A competitive analysis is a way to identify competitors, and understand competitor’s strengths and weaknesses in relation to yours. It helps you gauge how to curb competitors and refine your strategy. Conducting a competitive analysis is important because you’ll build: Strategies for how to expand into a new market.
What should be included in a competitor analysis?
A competitor analysis should include your competitors’ features, market share, pricing, marketing, differentiators, strengths, weaknesses, geography, culture and customer reviews. This article is for new and established small business owners who want to analyze their competition to improve their products or services.
How can companies learn about their competitors strengths and weaknesses?
Consider taking a look at the product reviews and customer comments for your competitors. Websites such as Glassdoor, Capterra, TrustRadius, Software Advice, and G2 Crowd can all be used to view real customer evaluations for potential strengths and weaknesses you hadn’t considered.
How do I find my weakness as a competitor?
How to analyze competitor weaknesses and make them your strengths
- Know Your Competitors. Once you’re familiar with the market potential of an area, zero in on your competitors by conducting a competitive analysis.
- Dial in on Differentiators. Think about what your competition isn’t doing, too.
- Rinse and Repeat.
Is it really beneficial to know the strengths and weaknesses of your competitors?
It is extremely important for you to know about the positioning, pricing, strengths, and weaknesses of your competitors. The insights you gather on your industry and your own business will help you to improve your marketing strategies and truly stand out to your target audience.
Why is important to know your competitors?
Knowing who your competitors are, and what they are offering, can help you to make your products, services and marketing stand out. You can use this knowledge to create marketing strategies that take advantage of your competitors’ weaknesses, and improve your own business performance.
How do you evaluate competitors?
Here are 5 steps you can follow to conduct your own competitor analysis.
- Identify your competitors.
- Gather information about your main competitors.
- Analyze the competition’s strengths and weaknesses.
- Talk to your competitors directly.
- Identify your competitive advantage.
Why we need to know your competitors?
What is a competitor weakness?
If a competitor only sells one product, this may be seen as a weakness as the competitor will have limited market reach . In contrast, if a competitor has a large product range, this could be seen as a strength, as the competitor is likely to be able to target a wider range of customers.
How to do a competitor strengths and weaknesses analysis?
You may follow along by downloading the complimentary competitor analysis template. Now you’ll begin your thoroughly honest strength & weakness analysis of your competition. After completing this portion of the competitive analysis, you should be able to take what you’ve learned and apply it to your strategy or product roadmap.
What makes a competitor in a competitive market?
A competitor is any business that sells the same or similar products or services.
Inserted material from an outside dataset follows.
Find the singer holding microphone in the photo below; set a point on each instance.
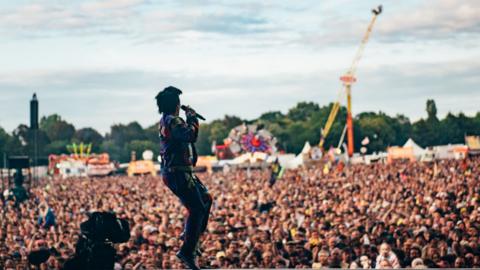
(179, 156)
Businesses may want to know certain things about their competitors, such as their USP, price, quality, convenience, location, product range and customer service.
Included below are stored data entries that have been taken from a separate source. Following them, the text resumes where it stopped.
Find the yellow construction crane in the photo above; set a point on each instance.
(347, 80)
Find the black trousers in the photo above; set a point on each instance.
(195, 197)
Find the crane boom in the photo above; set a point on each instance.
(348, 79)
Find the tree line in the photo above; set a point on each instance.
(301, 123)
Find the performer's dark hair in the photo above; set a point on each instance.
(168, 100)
Which is a weakness of a small business?
It refers to the service offered to customers by a business before, during and after a transaction has taken place. Most small businesses ensure they provide an excellent level of customer service, for example by serving customers quickly. If a competitor is slow at serving customers, this could be a weakness of the competitor.
What to look for in a competitive analysis?
Use any specific data, you have to leverage your advantage in your kill points. In the final part of your competitive analysis report, you’ll take a look at the Market Outlook and your company’s Opportunities & Threats. Trusted by Fortune 500 and leading companies in more than 20 industries.